Q5: Can Cangrelor be used in patients with renal impairment?

A: Yes, no dosage adjustment is needed for renal impairment. Close monitoring is advised.

Q6: Is Cangrelor safe during pregnancy?

A: Cangrelor is a Pregnancy Category C drug. Use only if the potential benefits outweigh the potential risks to the fetus.

Q7: When should Cangrelor be discontinued before surgery?

A: Cangrelor’s rapid offset means platelet function is restored within one hour of discontinuation, so typically cessation 1-6 hours before surgery is considered, depending on the context and bleeding risk assessment.

Q8: How is Cangrelor administered?

A: Cangrelor is administered via intravenous bolus followed by continuous infusion, via a dedicated IV line. The medication requires reconstitution and dilution before administration.

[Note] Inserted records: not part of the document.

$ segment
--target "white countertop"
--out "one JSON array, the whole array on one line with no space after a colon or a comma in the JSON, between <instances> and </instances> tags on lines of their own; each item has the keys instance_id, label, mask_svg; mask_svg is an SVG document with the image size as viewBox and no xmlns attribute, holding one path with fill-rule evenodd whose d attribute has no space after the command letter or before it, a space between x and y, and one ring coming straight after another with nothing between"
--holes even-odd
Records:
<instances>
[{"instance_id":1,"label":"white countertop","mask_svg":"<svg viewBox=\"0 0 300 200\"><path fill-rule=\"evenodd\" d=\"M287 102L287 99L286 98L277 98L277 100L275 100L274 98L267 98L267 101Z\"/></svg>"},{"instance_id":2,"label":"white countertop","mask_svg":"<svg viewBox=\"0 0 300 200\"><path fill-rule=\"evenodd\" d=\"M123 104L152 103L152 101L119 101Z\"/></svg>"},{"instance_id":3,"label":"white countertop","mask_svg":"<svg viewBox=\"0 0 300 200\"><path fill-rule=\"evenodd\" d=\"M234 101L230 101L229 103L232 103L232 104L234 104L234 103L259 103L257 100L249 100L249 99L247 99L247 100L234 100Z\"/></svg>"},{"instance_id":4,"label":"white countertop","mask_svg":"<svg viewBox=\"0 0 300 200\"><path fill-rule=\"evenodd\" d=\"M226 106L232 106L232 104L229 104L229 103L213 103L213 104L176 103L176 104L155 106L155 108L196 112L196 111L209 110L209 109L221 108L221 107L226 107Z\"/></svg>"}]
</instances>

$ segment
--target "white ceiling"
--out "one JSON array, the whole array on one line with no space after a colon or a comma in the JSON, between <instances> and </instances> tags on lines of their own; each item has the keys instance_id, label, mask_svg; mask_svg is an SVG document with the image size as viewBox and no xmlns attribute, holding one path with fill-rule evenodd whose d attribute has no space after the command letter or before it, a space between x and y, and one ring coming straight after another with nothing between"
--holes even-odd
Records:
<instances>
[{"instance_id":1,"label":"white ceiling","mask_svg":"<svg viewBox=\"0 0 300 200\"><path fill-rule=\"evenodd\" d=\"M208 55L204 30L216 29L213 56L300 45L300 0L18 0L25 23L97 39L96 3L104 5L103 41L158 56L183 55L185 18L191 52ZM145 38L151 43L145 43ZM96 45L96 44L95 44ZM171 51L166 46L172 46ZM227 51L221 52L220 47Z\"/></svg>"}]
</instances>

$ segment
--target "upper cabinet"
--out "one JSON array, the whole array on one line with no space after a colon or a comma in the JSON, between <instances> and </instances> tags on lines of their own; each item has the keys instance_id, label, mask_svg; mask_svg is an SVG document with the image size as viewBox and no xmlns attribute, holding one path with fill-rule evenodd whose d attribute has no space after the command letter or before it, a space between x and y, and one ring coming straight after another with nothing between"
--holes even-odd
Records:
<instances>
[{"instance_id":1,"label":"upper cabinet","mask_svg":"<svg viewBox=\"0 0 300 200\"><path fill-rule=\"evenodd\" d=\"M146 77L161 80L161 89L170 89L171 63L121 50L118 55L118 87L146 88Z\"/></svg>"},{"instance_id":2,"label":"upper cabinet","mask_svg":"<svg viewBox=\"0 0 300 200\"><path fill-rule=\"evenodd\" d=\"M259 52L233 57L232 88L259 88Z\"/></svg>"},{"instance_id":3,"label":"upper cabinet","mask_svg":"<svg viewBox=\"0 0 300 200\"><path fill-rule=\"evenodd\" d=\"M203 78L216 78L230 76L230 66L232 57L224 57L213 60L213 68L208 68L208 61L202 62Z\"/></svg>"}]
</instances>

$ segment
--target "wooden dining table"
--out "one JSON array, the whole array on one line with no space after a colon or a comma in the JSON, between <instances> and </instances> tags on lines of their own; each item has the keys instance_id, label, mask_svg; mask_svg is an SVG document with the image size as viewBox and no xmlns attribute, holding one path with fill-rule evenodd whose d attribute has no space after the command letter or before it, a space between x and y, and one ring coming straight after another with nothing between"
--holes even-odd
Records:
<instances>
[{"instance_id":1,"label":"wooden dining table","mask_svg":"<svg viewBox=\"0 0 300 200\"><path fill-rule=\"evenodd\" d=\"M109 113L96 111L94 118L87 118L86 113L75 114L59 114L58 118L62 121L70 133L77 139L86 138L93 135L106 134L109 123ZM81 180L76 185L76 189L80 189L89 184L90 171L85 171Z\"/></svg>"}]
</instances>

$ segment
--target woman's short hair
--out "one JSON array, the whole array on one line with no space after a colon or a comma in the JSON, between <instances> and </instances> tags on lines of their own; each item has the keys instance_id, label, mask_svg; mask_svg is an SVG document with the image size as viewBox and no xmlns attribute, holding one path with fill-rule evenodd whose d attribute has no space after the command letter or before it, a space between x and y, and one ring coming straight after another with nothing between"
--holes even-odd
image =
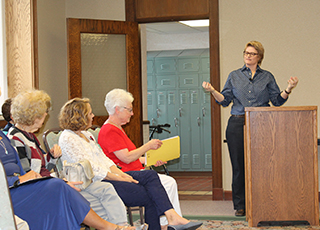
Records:
<instances>
[{"instance_id":1,"label":"woman's short hair","mask_svg":"<svg viewBox=\"0 0 320 230\"><path fill-rule=\"evenodd\" d=\"M33 125L51 108L50 96L42 90L28 90L12 99L11 115L15 123Z\"/></svg>"},{"instance_id":2,"label":"woman's short hair","mask_svg":"<svg viewBox=\"0 0 320 230\"><path fill-rule=\"evenodd\" d=\"M116 107L121 107L124 109L128 102L132 103L134 100L131 93L124 89L113 89L106 95L106 99L104 101L104 106L106 107L109 115L113 115L115 113Z\"/></svg>"},{"instance_id":3,"label":"woman's short hair","mask_svg":"<svg viewBox=\"0 0 320 230\"><path fill-rule=\"evenodd\" d=\"M258 56L260 57L260 60L258 61L258 65L261 65L263 57L264 57L264 48L263 48L262 44L258 41L250 41L244 47L244 51L246 51L246 49L249 46L255 48L258 51Z\"/></svg>"},{"instance_id":4,"label":"woman's short hair","mask_svg":"<svg viewBox=\"0 0 320 230\"><path fill-rule=\"evenodd\" d=\"M11 112L10 112L11 103L12 103L12 99L8 98L7 100L4 101L1 107L2 116L7 122L10 122L12 120Z\"/></svg>"},{"instance_id":5,"label":"woman's short hair","mask_svg":"<svg viewBox=\"0 0 320 230\"><path fill-rule=\"evenodd\" d=\"M73 98L60 110L59 124L62 129L72 131L84 130L88 125L88 98Z\"/></svg>"}]
</instances>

Q9: What are the contraindications for using Cangrelor?

A: Active bleeding, history of stroke/TIA, hypersensitivity to cangrelor or its components.

Q10: How quickly are platelet levels restored after Cangrelor cessation?

A: Platelet function returns to normal within approximately one hour of discontinuing Cangrelor infusion.